Si vous faisiez réaliser des travaux à votre domicile, laisseriez-vous l’entreprise établir les plans, choisir les matériaux et fixer une enveloppe budgétaire avant de vous demander : « et vous, au fait, que souhaiteriez-vous ? ». C’est à peu près ce qui s’est passé au conseil municipal du 28 juin. Un an après la deuxième et dernière réunion du comité consultatif des habitants, dont était simplement sortie l’idée de l’alternat poids lourds, il a défini le projet dans ses moindres détails, terminé les dossiers de consultation des entreprises et s’apprête à lancer les appels d’offres.
« Tout est déjà décidé quand on fait de la concertation »
Quand le comité consultatif sera réuni une nouvelle fois cet automne — c’est du moins ce qui est annoncé — il ne restera plus rien à choisir ou à débattre, à part des détails cosmétiques comme la couleur des pavés. Et quand un élu de Crolles 2020 en a fait la remarque à l’élu en charge des espaces publics, celui-ci a répondu sur un ton moqueur : « tu sais très bien que les trois quarts du temps, tout est déjà décidé quand on fait la concertation ».
Cette phrase cynique sonne comme un aveu, de la part d’une équipe qui faisait de la concertation l’une des lignes de force de son programme de 2014. Elle a perdu en route ses convictions et ses engagements, et ne prend même plus la peine de s’en cacher : le conseil municipal, rappelons-le, est une réunion publique, ouverte à tous et en particulier à la presse. Les cinq élus de Crolles 2020 présents ce soir-là, qui venaient d’approuver la délibération sur le principe de l’aménagement, ont donc voté contre celle qui en précipitait l’exécution.
Un budget de 1,2 million d’euros voté en catimini
D’autant qu’elle comportait une autre anomalie, financière celle-là. Depuis le début du mandat en 2014, il était convenu que le maire était autorisé à passer des marchés jusqu’à 600 000 euros sans vote du conseil municipal. Question d’efficacité et de pragmatisme.
Or, pour le projet d’alternat, il a présenté au vote la possibilité de doubler ce seuil à 1,2 million d’euros, sans fournir pour autant un budget. De plus, cette délibération n’avait pas été annoncée au préalable en exécutif municipal. Pourquoi cet écart avec les règles appliquées depuis 5 ans ? Pourquoi une telle somme en l’absence de budget, pour un projet qui n’est même pas assorti d’un calendrier des travaux ? Mystère...
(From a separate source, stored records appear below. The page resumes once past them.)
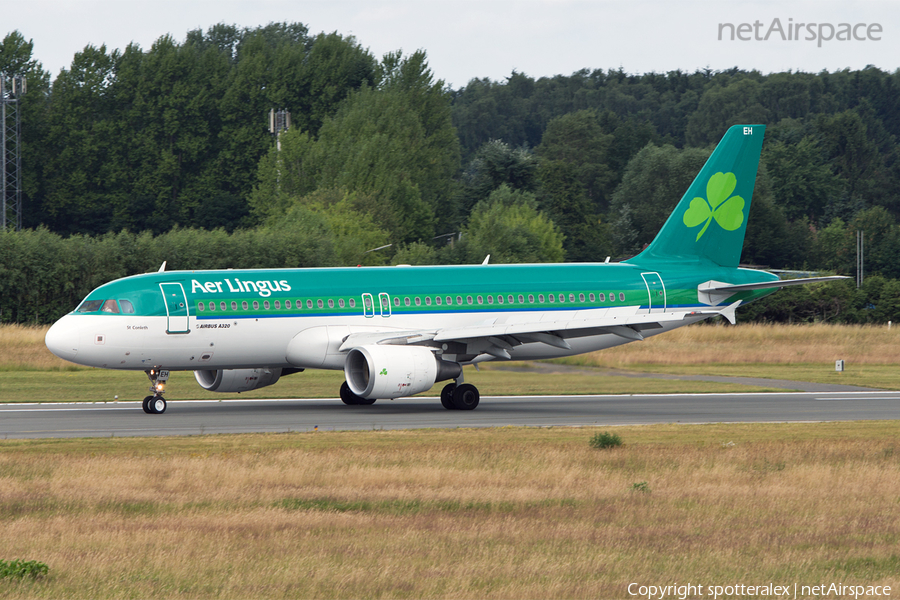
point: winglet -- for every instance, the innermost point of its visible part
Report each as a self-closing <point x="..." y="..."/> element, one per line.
<point x="728" y="312"/>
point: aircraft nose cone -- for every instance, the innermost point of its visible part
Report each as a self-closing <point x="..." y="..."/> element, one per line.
<point x="62" y="340"/>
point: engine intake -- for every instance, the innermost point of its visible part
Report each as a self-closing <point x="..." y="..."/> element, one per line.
<point x="236" y="380"/>
<point x="395" y="371"/>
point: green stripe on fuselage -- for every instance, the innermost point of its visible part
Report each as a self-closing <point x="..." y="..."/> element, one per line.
<point x="487" y="281"/>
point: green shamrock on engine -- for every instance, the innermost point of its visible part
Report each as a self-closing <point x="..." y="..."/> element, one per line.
<point x="728" y="212"/>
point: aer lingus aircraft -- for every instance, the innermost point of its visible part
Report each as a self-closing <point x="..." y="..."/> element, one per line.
<point x="396" y="331"/>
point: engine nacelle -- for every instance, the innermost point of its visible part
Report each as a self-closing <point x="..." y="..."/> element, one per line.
<point x="236" y="380"/>
<point x="395" y="371"/>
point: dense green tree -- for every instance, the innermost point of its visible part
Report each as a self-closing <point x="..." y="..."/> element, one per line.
<point x="802" y="181"/>
<point x="578" y="141"/>
<point x="654" y="182"/>
<point x="509" y="227"/>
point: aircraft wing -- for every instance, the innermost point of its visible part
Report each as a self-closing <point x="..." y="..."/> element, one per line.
<point x="499" y="337"/>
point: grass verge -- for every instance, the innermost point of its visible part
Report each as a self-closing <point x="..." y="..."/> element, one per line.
<point x="498" y="513"/>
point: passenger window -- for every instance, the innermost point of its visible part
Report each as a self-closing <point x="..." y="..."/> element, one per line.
<point x="90" y="306"/>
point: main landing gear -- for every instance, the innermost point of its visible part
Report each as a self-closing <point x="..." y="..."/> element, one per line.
<point x="351" y="399"/>
<point x="460" y="397"/>
<point x="156" y="404"/>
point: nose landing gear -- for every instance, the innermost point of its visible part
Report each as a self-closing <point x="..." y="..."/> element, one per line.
<point x="156" y="404"/>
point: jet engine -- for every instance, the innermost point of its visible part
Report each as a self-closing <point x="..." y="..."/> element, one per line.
<point x="236" y="380"/>
<point x="395" y="371"/>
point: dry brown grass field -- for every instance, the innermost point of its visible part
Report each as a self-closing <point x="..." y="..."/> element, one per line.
<point x="758" y="343"/>
<point x="497" y="513"/>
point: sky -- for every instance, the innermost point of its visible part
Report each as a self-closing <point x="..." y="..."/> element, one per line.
<point x="467" y="39"/>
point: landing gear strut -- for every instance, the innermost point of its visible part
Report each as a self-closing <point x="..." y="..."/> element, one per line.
<point x="460" y="397"/>
<point x="348" y="397"/>
<point x="156" y="404"/>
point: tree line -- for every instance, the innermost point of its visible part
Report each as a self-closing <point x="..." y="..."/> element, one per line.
<point x="150" y="144"/>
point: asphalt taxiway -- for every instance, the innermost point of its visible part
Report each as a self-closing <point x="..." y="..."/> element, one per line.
<point x="116" y="419"/>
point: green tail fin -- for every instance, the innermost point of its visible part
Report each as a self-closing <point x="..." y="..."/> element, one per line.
<point x="710" y="221"/>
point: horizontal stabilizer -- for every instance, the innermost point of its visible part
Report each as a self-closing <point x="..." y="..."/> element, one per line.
<point x="714" y="292"/>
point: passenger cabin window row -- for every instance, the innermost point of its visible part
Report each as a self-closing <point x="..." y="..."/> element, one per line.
<point x="108" y="306"/>
<point x="469" y="300"/>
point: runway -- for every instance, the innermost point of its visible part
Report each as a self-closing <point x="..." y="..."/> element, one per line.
<point x="122" y="419"/>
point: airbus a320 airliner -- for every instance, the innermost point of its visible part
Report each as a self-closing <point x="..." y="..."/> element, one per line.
<point x="396" y="331"/>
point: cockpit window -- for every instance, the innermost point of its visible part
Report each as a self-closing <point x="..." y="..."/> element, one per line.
<point x="90" y="306"/>
<point x="110" y="306"/>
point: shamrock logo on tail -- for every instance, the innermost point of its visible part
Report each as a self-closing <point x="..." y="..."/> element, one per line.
<point x="728" y="212"/>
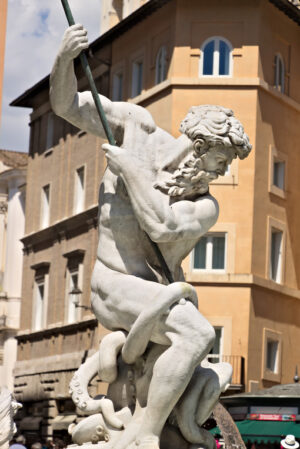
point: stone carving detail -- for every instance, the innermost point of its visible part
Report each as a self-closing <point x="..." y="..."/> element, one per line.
<point x="8" y="409"/>
<point x="156" y="189"/>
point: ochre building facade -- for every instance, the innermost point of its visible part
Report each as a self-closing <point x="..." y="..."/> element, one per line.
<point x="168" y="56"/>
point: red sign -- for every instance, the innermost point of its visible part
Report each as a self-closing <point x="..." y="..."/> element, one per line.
<point x="272" y="417"/>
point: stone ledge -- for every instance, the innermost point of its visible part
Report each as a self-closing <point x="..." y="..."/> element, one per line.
<point x="211" y="82"/>
<point x="242" y="280"/>
<point x="24" y="336"/>
<point x="50" y="364"/>
<point x="59" y="229"/>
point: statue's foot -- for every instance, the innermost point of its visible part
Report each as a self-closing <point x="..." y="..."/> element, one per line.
<point x="149" y="442"/>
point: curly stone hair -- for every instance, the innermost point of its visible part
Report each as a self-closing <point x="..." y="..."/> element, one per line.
<point x="207" y="126"/>
<point x="215" y="125"/>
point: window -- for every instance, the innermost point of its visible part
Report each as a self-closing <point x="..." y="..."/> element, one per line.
<point x="215" y="355"/>
<point x="272" y="355"/>
<point x="279" y="73"/>
<point x="45" y="206"/>
<point x="276" y="255"/>
<point x="50" y="131"/>
<point x="216" y="57"/>
<point x="209" y="253"/>
<point x="73" y="279"/>
<point x="278" y="174"/>
<point x="161" y="65"/>
<point x="137" y="78"/>
<point x="117" y="94"/>
<point x="40" y="292"/>
<point x="79" y="197"/>
<point x="278" y="163"/>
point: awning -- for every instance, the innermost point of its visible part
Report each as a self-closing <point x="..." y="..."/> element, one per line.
<point x="31" y="423"/>
<point x="264" y="431"/>
<point x="62" y="422"/>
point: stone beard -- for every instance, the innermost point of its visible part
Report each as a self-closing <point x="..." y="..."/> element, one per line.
<point x="207" y="126"/>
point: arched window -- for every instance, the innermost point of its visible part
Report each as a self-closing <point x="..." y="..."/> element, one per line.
<point x="161" y="65"/>
<point x="279" y="73"/>
<point x="216" y="57"/>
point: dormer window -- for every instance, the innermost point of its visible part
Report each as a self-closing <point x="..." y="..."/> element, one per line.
<point x="216" y="57"/>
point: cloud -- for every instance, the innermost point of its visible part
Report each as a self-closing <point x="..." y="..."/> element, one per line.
<point x="34" y="31"/>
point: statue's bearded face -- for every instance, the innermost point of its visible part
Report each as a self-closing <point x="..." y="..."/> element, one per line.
<point x="216" y="160"/>
<point x="216" y="138"/>
<point x="196" y="172"/>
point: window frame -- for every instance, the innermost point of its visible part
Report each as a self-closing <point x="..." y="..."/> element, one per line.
<point x="50" y="131"/>
<point x="76" y="208"/>
<point x="40" y="279"/>
<point x="216" y="57"/>
<point x="267" y="374"/>
<point x="134" y="90"/>
<point x="211" y="270"/>
<point x="217" y="357"/>
<point x="78" y="269"/>
<point x="162" y="52"/>
<point x="279" y="76"/>
<point x="276" y="225"/>
<point x="45" y="218"/>
<point x="116" y="76"/>
<point x="277" y="156"/>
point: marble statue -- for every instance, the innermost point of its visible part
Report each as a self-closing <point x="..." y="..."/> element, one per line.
<point x="8" y="409"/>
<point x="155" y="189"/>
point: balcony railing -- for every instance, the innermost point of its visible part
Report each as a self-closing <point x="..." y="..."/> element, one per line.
<point x="237" y="363"/>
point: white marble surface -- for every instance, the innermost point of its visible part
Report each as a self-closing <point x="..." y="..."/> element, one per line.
<point x="161" y="389"/>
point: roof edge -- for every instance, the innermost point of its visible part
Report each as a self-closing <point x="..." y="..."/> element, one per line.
<point x="137" y="16"/>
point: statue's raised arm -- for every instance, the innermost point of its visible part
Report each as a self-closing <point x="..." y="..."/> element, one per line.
<point x="76" y="107"/>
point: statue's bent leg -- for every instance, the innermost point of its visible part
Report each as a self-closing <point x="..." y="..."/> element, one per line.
<point x="191" y="338"/>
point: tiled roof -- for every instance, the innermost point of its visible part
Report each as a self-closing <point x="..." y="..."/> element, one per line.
<point x="295" y="3"/>
<point x="13" y="159"/>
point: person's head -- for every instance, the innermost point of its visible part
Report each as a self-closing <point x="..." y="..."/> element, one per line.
<point x="59" y="444"/>
<point x="20" y="439"/>
<point x="36" y="445"/>
<point x="216" y="138"/>
<point x="289" y="442"/>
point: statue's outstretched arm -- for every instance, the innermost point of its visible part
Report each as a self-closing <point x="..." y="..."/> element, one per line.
<point x="162" y="221"/>
<point x="79" y="108"/>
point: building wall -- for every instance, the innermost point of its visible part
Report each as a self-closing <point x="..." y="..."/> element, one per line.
<point x="3" y="15"/>
<point x="242" y="299"/>
<point x="113" y="11"/>
<point x="12" y="220"/>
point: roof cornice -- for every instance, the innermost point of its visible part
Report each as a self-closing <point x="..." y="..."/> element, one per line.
<point x="105" y="39"/>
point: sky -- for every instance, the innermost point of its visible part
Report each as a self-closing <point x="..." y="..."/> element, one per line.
<point x="33" y="35"/>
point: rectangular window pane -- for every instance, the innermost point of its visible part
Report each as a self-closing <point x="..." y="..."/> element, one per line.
<point x="137" y="78"/>
<point x="118" y="87"/>
<point x="50" y="131"/>
<point x="276" y="244"/>
<point x="200" y="254"/>
<point x="208" y="56"/>
<point x="272" y="353"/>
<point x="278" y="174"/>
<point x="224" y="58"/>
<point x="218" y="259"/>
<point x="45" y="206"/>
<point x="39" y="306"/>
<point x="215" y="352"/>
<point x="79" y="191"/>
<point x="73" y="283"/>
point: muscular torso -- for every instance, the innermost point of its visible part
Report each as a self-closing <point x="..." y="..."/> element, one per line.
<point x="124" y="246"/>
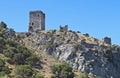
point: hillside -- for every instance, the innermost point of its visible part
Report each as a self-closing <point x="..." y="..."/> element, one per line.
<point x="83" y="53"/>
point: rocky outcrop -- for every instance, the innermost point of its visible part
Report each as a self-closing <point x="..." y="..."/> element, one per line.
<point x="85" y="54"/>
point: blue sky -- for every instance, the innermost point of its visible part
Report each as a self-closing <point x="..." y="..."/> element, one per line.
<point x="99" y="18"/>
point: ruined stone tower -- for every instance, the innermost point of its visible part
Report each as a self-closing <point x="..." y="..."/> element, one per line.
<point x="36" y="21"/>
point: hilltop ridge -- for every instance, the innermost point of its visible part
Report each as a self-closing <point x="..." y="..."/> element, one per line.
<point x="82" y="52"/>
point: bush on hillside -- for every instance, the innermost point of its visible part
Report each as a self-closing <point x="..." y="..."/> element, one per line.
<point x="62" y="70"/>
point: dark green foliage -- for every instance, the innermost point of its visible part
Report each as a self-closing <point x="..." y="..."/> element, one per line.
<point x="2" y="63"/>
<point x="3" y="25"/>
<point x="83" y="75"/>
<point x="26" y="72"/>
<point x="3" y="69"/>
<point x="38" y="76"/>
<point x="62" y="70"/>
<point x="34" y="61"/>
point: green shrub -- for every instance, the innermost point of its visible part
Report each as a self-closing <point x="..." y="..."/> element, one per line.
<point x="83" y="75"/>
<point x="62" y="70"/>
<point x="24" y="70"/>
<point x="38" y="76"/>
<point x="3" y="25"/>
<point x="33" y="60"/>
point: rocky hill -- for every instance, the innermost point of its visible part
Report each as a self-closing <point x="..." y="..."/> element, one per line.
<point x="84" y="53"/>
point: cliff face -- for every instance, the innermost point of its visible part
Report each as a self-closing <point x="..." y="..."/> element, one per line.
<point x="84" y="53"/>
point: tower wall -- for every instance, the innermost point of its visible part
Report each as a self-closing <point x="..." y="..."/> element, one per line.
<point x="36" y="21"/>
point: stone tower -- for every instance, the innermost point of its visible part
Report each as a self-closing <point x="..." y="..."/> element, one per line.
<point x="36" y="21"/>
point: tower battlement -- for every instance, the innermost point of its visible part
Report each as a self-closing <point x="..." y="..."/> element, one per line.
<point x="36" y="21"/>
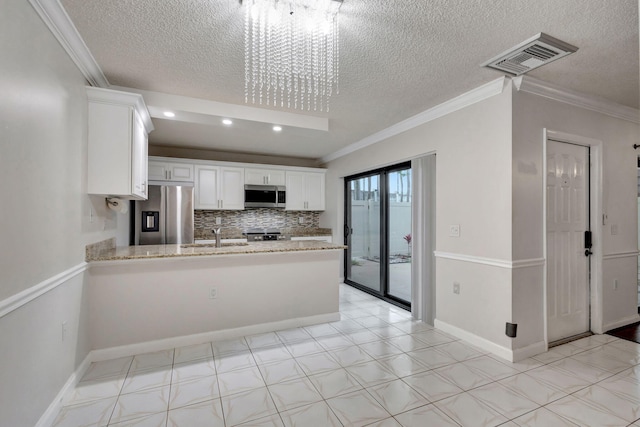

Avancée ou passage en force ?
La journaliste du Dauphiné Libéré présente ce soir-là a livré son opinion dans le titre de son article : « Avancée ou passage en force ?". Face à nos questions, en effet, le maire s’est défendu en répétant que le projet « devait avancer », après 5 ans de tergiversations dont il est largement responsable.
Mais pour nous, le fait de définir le projet de A à Z avant une concertation digne de ce nom relève bien du passage en force. Et cet appel d’offres en plein été sur un projet à 1,2 million d’euros, au moment où les entreprises sont les moins disponibles pour répondre, surprendra tous ceux qui connaissent les marchés publics.
Le maire et les élus qui continuent à le soutenir ne croient pas à la concertation. Ils ne croient pas qu’elle peut enrichir un projet, l’ouvrir à des pistes inattendues et faciliter son acceptation. Ils la jugent inutile, fastidieuse, coûteuse en temps et vide de sens, au motif que les habitants n’ont pas les compétences techniques pour apprécier ce qui doit être réalisé. À ceux qui en doutaient encore, ce conseil municipal confirme leur renonciation à leurs convictions de 2014. Jusqu’à la caricature.